The put helper places a single-qubit gate on the specified qubit, while the control helper creates a controlled gate with specified control qubits, target qubits, and the gate to apply.

Bit Reversal

#![allow(unused)]
fn main() {
for i in 0..(n / 2) {
    gates.push(PositionedGate::new(
        Gate::SWAP, vec![i, n - 1 - i], vec![], vec![],
    ));
}
}

Swaps qubit 0 with qubit 3 and qubit 1 with qubit 2 to match the standard QFT convention.

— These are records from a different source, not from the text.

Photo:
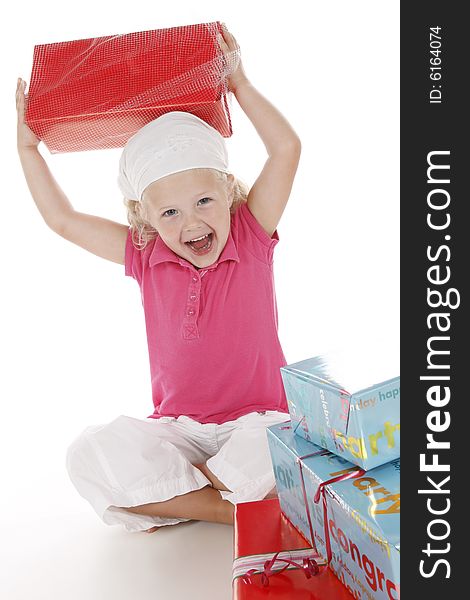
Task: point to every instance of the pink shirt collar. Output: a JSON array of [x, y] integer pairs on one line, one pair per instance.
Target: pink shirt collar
[[161, 253]]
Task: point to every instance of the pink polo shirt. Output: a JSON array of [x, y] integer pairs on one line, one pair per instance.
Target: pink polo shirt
[[212, 334]]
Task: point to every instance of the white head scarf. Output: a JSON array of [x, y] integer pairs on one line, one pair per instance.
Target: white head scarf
[[175, 142]]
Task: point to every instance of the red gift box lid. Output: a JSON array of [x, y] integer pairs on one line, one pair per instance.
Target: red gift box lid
[[260, 528], [96, 93]]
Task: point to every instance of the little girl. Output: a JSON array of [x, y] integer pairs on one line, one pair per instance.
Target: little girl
[[201, 249]]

The QFT algorithm naturally produces output in bit-reversed order, so these SWAP gates correct the ordering.

Running the Example

cargo run --example qft

The main function constructs a 4-qubit QFT circuit, applies it to an input state, and prints the resulting amplitudes along with the tensor network structure:

fn main() {
    let n = 4;
    let circuit = qft_circuit(n);
    let state = State::zero_state(&vec![2; n]);
    let result = apply(&circuit, &state);
    let tn = circuit_to_einsum(&circuit);
    // ... (prints results)
}

Output shows the amplitudes for both input states and the tensor network structure (number of tensors and labels).

Expected Output

QFT|0000>

Applying QFT to the all-zeros state produces a uniform superposition:

All 16 amplitudes = 1/sqrt(16) = 0.25

This is because QFT|0> = (1/sqrt(N)) sum_k |k>.

QFT|0001>

Produces amplitudes with phase progression e^(2 pi i k / 16). All amplitudes have magnitude 1/sqrt(16), but with varying phases.

Tensor Network Structure

For 4-qubit QFT:

  • The circuit has 4 H gates + 6 controlled-Phase gates + 2 SWAP gates = 12 gates total, yielding 12 tensors
  • The controlled-Phase gates are non-diagonal (due to controls), so they allocate new labels
  • The H and SWAP gates are also non-diagonal

The circuit_to_einsum function converts the circuit into an einsum-based tensor network representation, which can be useful for understanding the contraction structure and for alternative simulation strategies.